Sky High Saunders (aka Skyhigh Saunders and Sky-High Saunders)is a 1927 American silent action film directed by Bruce M. Mitchell. The film stars Al Wilson (playing both "Sky-High" Saunders and his twin brother, Michael Saunders), Elsie Tarron and Frank Rice. Sky High Saunders was one of a series of films that showcased the exploits of the stunt pilots in Hollywood.

==Plot==
While searching for his twin brother, Michael Saunders, whom his family believes was killed in combat, "Sky-High" Saunders discovers a gang of aircraft smugglers. The leader, George Delatour, is in love with schoolteacher Helen Leland, whom Sky-High saves from the smuggler's unwelcome attentions, knocking him unconscious in a fight.

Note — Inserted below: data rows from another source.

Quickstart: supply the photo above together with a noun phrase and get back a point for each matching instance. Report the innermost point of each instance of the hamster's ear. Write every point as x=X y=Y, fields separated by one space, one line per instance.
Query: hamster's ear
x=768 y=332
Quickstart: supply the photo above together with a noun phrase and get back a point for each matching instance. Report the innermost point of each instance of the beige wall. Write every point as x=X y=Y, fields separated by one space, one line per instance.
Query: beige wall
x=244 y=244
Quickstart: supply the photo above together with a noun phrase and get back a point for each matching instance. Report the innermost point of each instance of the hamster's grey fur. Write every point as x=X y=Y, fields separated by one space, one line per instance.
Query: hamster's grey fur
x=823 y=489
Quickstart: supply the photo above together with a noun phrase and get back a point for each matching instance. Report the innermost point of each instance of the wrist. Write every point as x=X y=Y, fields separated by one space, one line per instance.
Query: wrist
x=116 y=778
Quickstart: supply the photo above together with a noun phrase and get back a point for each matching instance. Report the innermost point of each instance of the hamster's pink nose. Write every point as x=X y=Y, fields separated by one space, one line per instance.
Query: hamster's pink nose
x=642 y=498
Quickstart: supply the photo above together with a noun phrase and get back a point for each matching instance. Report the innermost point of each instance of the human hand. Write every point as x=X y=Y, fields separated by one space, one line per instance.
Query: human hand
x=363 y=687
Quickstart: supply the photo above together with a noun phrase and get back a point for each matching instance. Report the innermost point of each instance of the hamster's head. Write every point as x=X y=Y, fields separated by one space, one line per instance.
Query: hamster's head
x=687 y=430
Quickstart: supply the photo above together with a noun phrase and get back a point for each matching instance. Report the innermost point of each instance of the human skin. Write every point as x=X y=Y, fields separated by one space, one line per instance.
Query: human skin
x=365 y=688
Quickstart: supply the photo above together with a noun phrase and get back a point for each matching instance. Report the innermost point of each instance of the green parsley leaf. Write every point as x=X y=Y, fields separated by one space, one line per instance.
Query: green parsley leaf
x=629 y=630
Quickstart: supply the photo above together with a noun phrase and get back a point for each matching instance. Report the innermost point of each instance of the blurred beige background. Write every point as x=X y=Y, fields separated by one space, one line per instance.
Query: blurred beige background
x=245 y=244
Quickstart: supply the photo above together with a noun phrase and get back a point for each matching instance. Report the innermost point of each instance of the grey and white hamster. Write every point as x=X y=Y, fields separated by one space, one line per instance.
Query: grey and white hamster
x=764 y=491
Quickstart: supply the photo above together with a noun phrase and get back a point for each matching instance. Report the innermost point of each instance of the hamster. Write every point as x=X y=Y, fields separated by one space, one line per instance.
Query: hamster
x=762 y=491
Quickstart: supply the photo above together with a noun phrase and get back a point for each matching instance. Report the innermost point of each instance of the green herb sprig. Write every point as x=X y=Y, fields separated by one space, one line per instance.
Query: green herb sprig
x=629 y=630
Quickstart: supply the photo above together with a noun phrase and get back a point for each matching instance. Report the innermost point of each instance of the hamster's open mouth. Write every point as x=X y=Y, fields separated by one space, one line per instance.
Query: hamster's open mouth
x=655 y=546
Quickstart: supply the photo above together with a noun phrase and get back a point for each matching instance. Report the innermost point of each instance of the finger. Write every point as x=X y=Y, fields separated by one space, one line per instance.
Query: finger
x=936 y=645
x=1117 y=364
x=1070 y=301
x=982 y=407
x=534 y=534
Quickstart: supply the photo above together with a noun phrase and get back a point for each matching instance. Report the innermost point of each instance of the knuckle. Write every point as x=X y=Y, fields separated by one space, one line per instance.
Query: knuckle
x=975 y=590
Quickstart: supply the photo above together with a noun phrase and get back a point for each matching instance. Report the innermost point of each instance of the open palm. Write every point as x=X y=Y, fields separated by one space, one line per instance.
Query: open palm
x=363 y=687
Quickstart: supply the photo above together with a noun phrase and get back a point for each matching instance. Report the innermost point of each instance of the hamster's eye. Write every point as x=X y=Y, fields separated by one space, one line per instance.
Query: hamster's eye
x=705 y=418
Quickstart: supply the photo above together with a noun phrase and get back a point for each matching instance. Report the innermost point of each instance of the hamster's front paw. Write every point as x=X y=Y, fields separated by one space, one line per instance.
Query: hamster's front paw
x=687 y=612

Mistaking Sky-High for Michael, Delatour seeks to get even but is convinced that he has been "seeing things." On the trail of the smugglers, Sky-High shoots down his brother's aircraft; Michael dies in his arms.

Sky-High keeps a rendezvous with the gang, disguised as his brother, and with aid from Army aircraft he dynamites their mountain stronghold while dealing with Delatour on the wings of his aircraft. Sky-High even ends up with his brother's girlfriend.

==Cast==

- Al Wilson as "Sky-High"' Saunders / Michael Saunders
- Elsie Tarron as Helen Leland
- Frank Rice as "Whispering" Hicks
- Bud Osborne as George Delatour
- Billy "Red" Jones as Kid

==Production==
Al Wilson was not only the star of Sky High Saunders but also flew as a "stunt pilot" in the film. After Wilson became a flying instructor and a short period as manager of the Mercury Aviation Company, founded by one of his students, Cecil B. DeMille, Wilson became more and more skilled in performing stunts, including wing-walking, and left the company to become a professional stunt pilot, specializing in Hollywood aviation films.

Production started on Sky High Saunders in 1927 at the newly established Wilson Aero Service at Glendale Airport, California. Wilson had joined with his brother, Roy, another pilot, to create a fixed-base operation that not only worked on Hollywood films but also offered charter and passenger flights.

Wilson worked together with stuntmen like Frank Clarke and Wally Timm and also for film companies, including Universal Pictures. After numerous appearances in stunt roles, he started his career as an actor in 1923 with the serial The Eagle's Talons. Wilson produced his own movies until 1927, when he went back to work with Universal.

==Reception==
Aviation film historian Stephen Pendo, in Aviation in the Cinema (1985) said Sky High Saunders was only one of a long list of aviation films that showcased Wilson's talents. He alternately wrote, acted and flew in a career that "spanned more than 10 years, and he acted in more films than any other professional pilot."